Protests over the past two months spearheaded by anti-government activists against a proposed bill that would allow people to be extradited from the city to stand trial in courts in mainland China have grown increasingly violent.
A march on Saturday against an assault the previous weekend by suspected triad gang members ended in violent turmoil as riot police waded in to disperse crowds.
On Sunday, a peaceful gathering in a park in the city's central business district rapidly morphed into a march, as tens of thousands of black-clad protesters set off in several directions, clogging up major thoroughfares.

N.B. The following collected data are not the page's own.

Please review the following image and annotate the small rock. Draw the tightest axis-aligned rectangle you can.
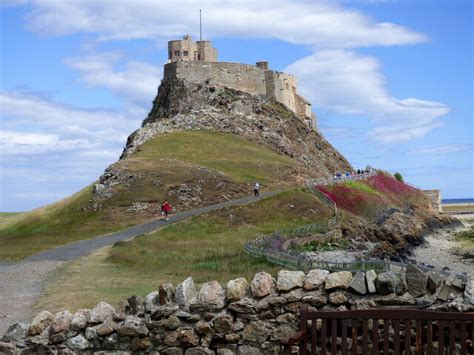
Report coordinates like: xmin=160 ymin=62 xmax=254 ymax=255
xmin=0 ymin=341 xmax=15 ymax=355
xmin=227 ymin=277 xmax=249 ymax=301
xmin=251 ymin=271 xmax=275 ymax=297
xmin=103 ymin=333 xmax=119 ymax=349
xmin=276 ymin=270 xmax=305 ymax=291
xmin=405 ymin=264 xmax=427 ymax=297
xmin=426 ymin=271 xmax=444 ymax=293
xmin=175 ymin=277 xmax=197 ymax=307
xmin=198 ymin=280 xmax=225 ymax=308
xmin=144 ymin=290 xmax=160 ymax=312
xmin=163 ymin=347 xmax=184 ymax=355
xmin=302 ymin=292 xmax=328 ymax=306
xmin=160 ymin=283 xmax=176 ymax=305
xmin=349 ymin=271 xmax=367 ymax=295
xmin=237 ymin=345 xmax=260 ymax=355
xmin=213 ymin=314 xmax=233 ymax=334
xmin=178 ymin=329 xmax=199 ymax=348
xmin=185 ymin=347 xmax=214 ymax=355
xmin=329 ymin=291 xmax=349 ymax=305
xmin=375 ymin=271 xmax=402 ymax=295
xmin=2 ymin=321 xmax=28 ymax=342
xmin=50 ymin=310 xmax=73 ymax=334
xmin=195 ymin=320 xmax=212 ymax=335
xmin=217 ymin=349 xmax=234 ymax=355
xmin=151 ymin=304 xmax=180 ymax=320
xmin=29 ymin=310 xmax=54 ymax=336
xmin=89 ymin=302 xmax=115 ymax=323
xmin=325 ymin=271 xmax=352 ymax=290
xmin=66 ymin=334 xmax=89 ymax=351
xmin=165 ymin=315 xmax=182 ymax=330
xmin=437 ymin=284 xmax=462 ymax=301
xmin=304 ymin=269 xmax=329 ymax=290
xmin=71 ymin=309 xmax=90 ymax=331
xmin=445 ymin=273 xmax=466 ymax=290
xmin=127 ymin=295 xmax=145 ymax=315
xmin=365 ymin=270 xmax=377 ymax=294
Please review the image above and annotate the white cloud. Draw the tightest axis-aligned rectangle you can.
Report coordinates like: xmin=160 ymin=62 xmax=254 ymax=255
xmin=65 ymin=52 xmax=162 ymax=107
xmin=23 ymin=0 xmax=426 ymax=49
xmin=286 ymin=50 xmax=449 ymax=143
xmin=409 ymin=144 xmax=472 ymax=155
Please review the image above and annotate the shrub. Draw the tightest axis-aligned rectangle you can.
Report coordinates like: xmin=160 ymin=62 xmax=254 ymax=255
xmin=394 ymin=172 xmax=404 ymax=182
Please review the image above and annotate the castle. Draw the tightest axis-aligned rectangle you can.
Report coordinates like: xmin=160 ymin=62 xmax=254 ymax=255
xmin=166 ymin=35 xmax=316 ymax=128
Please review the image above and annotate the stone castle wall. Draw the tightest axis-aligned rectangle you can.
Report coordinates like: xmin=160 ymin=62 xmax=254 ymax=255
xmin=164 ymin=61 xmax=313 ymax=123
xmin=2 ymin=268 xmax=472 ymax=354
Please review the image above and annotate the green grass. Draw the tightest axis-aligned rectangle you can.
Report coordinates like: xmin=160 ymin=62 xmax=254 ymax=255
xmin=0 ymin=212 xmax=23 ymax=226
xmin=344 ymin=181 xmax=379 ymax=195
xmin=133 ymin=130 xmax=298 ymax=184
xmin=35 ymin=189 xmax=332 ymax=313
xmin=0 ymin=130 xmax=303 ymax=260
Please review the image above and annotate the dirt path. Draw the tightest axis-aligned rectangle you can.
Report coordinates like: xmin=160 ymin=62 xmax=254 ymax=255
xmin=410 ymin=214 xmax=474 ymax=276
xmin=0 ymin=191 xmax=279 ymax=336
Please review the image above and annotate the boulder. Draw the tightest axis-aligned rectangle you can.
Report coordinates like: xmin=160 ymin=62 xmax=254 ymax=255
xmin=127 ymin=295 xmax=145 ymax=315
xmin=89 ymin=302 xmax=115 ymax=323
xmin=160 ymin=283 xmax=176 ymax=305
xmin=163 ymin=347 xmax=184 ymax=355
xmin=304 ymin=269 xmax=329 ymax=290
xmin=237 ymin=345 xmax=261 ymax=355
xmin=71 ymin=309 xmax=90 ymax=330
xmin=29 ymin=310 xmax=54 ymax=335
xmin=66 ymin=334 xmax=89 ymax=351
xmin=49 ymin=310 xmax=73 ymax=334
xmin=228 ymin=298 xmax=257 ymax=315
xmin=145 ymin=290 xmax=160 ymax=311
xmin=405 ymin=264 xmax=427 ymax=297
xmin=175 ymin=277 xmax=197 ymax=306
xmin=251 ymin=271 xmax=275 ymax=297
xmin=301 ymin=291 xmax=327 ymax=306
xmin=464 ymin=274 xmax=474 ymax=305
xmin=117 ymin=319 xmax=149 ymax=337
xmin=376 ymin=292 xmax=416 ymax=306
xmin=217 ymin=349 xmax=235 ymax=355
xmin=282 ymin=288 xmax=304 ymax=302
xmin=195 ymin=320 xmax=212 ymax=335
xmin=375 ymin=271 xmax=402 ymax=295
xmin=365 ymin=270 xmax=377 ymax=294
xmin=103 ymin=333 xmax=119 ymax=349
xmin=348 ymin=271 xmax=367 ymax=295
xmin=227 ymin=277 xmax=249 ymax=301
xmin=178 ymin=329 xmax=199 ymax=348
xmin=445 ymin=273 xmax=466 ymax=290
xmin=164 ymin=315 xmax=182 ymax=331
xmin=94 ymin=322 xmax=114 ymax=336
xmin=198 ymin=280 xmax=225 ymax=308
xmin=437 ymin=284 xmax=462 ymax=302
xmin=151 ymin=304 xmax=180 ymax=320
xmin=325 ymin=271 xmax=352 ymax=290
xmin=276 ymin=270 xmax=305 ymax=291
xmin=2 ymin=321 xmax=28 ymax=342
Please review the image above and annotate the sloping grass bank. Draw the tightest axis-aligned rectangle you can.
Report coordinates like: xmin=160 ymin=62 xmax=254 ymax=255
xmin=0 ymin=131 xmax=302 ymax=260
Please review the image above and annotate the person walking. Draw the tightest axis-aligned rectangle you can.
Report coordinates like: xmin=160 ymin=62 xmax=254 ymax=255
xmin=161 ymin=200 xmax=172 ymax=221
xmin=253 ymin=182 xmax=260 ymax=197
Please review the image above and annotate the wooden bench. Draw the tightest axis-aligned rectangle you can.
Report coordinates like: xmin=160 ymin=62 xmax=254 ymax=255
xmin=281 ymin=305 xmax=474 ymax=354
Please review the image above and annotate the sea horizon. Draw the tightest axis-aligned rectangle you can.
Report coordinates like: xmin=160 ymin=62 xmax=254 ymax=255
xmin=442 ymin=198 xmax=474 ymax=204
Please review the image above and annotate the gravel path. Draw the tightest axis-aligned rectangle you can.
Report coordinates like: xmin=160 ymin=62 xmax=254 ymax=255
xmin=0 ymin=191 xmax=279 ymax=336
xmin=410 ymin=214 xmax=474 ymax=276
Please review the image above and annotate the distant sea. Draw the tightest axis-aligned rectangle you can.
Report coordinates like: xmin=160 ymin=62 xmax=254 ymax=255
xmin=442 ymin=198 xmax=474 ymax=204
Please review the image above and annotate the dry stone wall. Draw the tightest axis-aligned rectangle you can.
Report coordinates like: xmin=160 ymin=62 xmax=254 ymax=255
xmin=2 ymin=268 xmax=472 ymax=354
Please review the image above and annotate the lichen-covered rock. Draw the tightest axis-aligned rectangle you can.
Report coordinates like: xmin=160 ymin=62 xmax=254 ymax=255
xmin=176 ymin=277 xmax=197 ymax=307
xmin=304 ymin=269 xmax=329 ymax=290
xmin=160 ymin=283 xmax=176 ymax=305
xmin=29 ymin=310 xmax=54 ymax=336
xmin=276 ymin=270 xmax=305 ymax=291
xmin=2 ymin=321 xmax=28 ymax=342
xmin=325 ymin=271 xmax=352 ymax=290
xmin=66 ymin=334 xmax=89 ymax=351
xmin=227 ymin=277 xmax=249 ymax=301
xmin=50 ymin=310 xmax=73 ymax=334
xmin=198 ymin=280 xmax=225 ymax=308
xmin=89 ymin=302 xmax=115 ymax=323
xmin=464 ymin=275 xmax=474 ymax=305
xmin=366 ymin=270 xmax=377 ymax=294
xmin=329 ymin=291 xmax=349 ymax=305
xmin=250 ymin=271 xmax=275 ymax=297
xmin=376 ymin=272 xmax=403 ymax=295
xmin=405 ymin=264 xmax=427 ymax=297
xmin=349 ymin=271 xmax=367 ymax=295
xmin=71 ymin=309 xmax=90 ymax=331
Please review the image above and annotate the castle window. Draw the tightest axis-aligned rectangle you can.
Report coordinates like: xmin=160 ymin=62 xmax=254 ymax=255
xmin=183 ymin=51 xmax=189 ymax=57
xmin=174 ymin=51 xmax=180 ymax=57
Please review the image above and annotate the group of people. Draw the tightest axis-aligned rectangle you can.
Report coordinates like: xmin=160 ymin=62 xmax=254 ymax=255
xmin=333 ymin=167 xmax=373 ymax=180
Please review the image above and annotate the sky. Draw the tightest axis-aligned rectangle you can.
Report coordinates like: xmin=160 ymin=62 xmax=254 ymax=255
xmin=0 ymin=0 xmax=472 ymax=212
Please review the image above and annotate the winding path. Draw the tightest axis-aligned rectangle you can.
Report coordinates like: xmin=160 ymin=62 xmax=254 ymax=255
xmin=0 ymin=191 xmax=279 ymax=335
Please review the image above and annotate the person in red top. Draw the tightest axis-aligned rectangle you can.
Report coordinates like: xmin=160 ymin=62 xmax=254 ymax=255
xmin=161 ymin=201 xmax=172 ymax=221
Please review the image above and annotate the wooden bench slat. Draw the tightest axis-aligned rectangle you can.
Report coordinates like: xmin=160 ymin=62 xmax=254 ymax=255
xmin=331 ymin=319 xmax=337 ymax=355
xmin=460 ymin=320 xmax=466 ymax=355
xmin=438 ymin=320 xmax=444 ymax=355
xmin=372 ymin=319 xmax=378 ymax=355
xmin=394 ymin=319 xmax=400 ymax=355
xmin=427 ymin=320 xmax=434 ymax=355
xmin=449 ymin=321 xmax=455 ymax=355
xmin=351 ymin=320 xmax=358 ymax=355
xmin=383 ymin=319 xmax=389 ymax=354
xmin=416 ymin=320 xmax=422 ymax=355
xmin=321 ymin=318 xmax=327 ymax=355
xmin=311 ymin=319 xmax=317 ymax=355
xmin=341 ymin=319 xmax=348 ymax=355
xmin=363 ymin=319 xmax=369 ymax=354
xmin=405 ymin=320 xmax=411 ymax=355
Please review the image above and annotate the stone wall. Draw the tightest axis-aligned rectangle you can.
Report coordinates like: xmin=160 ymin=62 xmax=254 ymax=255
xmin=2 ymin=268 xmax=472 ymax=354
xmin=423 ymin=189 xmax=442 ymax=212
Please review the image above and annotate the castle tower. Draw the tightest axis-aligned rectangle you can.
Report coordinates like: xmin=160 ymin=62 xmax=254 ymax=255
xmin=168 ymin=35 xmax=218 ymax=63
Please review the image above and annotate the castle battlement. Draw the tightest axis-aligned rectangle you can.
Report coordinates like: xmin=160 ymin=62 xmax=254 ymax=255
xmin=166 ymin=36 xmax=316 ymax=127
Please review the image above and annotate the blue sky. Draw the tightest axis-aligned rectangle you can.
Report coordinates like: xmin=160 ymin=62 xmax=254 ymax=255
xmin=0 ymin=0 xmax=472 ymax=212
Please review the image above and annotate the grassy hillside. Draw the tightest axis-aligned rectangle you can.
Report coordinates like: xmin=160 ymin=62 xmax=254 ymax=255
xmin=35 ymin=189 xmax=332 ymax=312
xmin=318 ymin=172 xmax=430 ymax=220
xmin=0 ymin=131 xmax=303 ymax=260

Thousands of people headed east, towards the shopping district of Causeway Bay, while another large contingent headed west, towards the Chinese government's representative office, known as the Central Government Liaison Office.
There, hundreds of riot police blocked activists from advancing towards the building, which had been heavily fortified with barricades after it was surrounded and defaced a week earlier. A clear plastic shield had been erected around a national emblem above its front doors.
As the crowds surged, hundreds of riot police with shields advanced, firing rounds of tear gas, rubber bullets and sponge grenades - a crowd-control weapon - at protesters, sending clouds of acrid, burning smoke through the streets.
Some protesters were on their knees choking as ambulances raced to take away the injured.
The mostly young activists in hard hats, gas masks and body armor dug in, dismantling street signs and fences which they used to form makeshift barricades to slow police advances.
Many hit metallic surfaces with sticks to create an ominous drum beat that echoed down the streets.
China's Liaison Office, a potent symbol of Beijing's rule over the city since Hong Kong returned from British to Chinese rule in 1997, has become a target for growing ranks of increasingly emboldened youngsters, angry at China's tightening grip on the city's freedoms.
Under a "one country, two systems" formula instituted as part of China's sovereignty, the city was promised wide-ranging freedoms denied citizens in mainland China.
"We call this Hong Kong's age of revolution," said a masked protester who called himself K Lee. "This movement has been sparked by China's refusal to respect Hong Kong's freedoms, and the failure of authorities to listen to the people's voice."
After multiple weekends of unrest, the protests have continued to draw large and apparently growing ranks of protesters in increasingly violent stand-offs.
Protesters responded to police with bricks, eggs and sling shots, as well as home-made gas canisters and paint balls.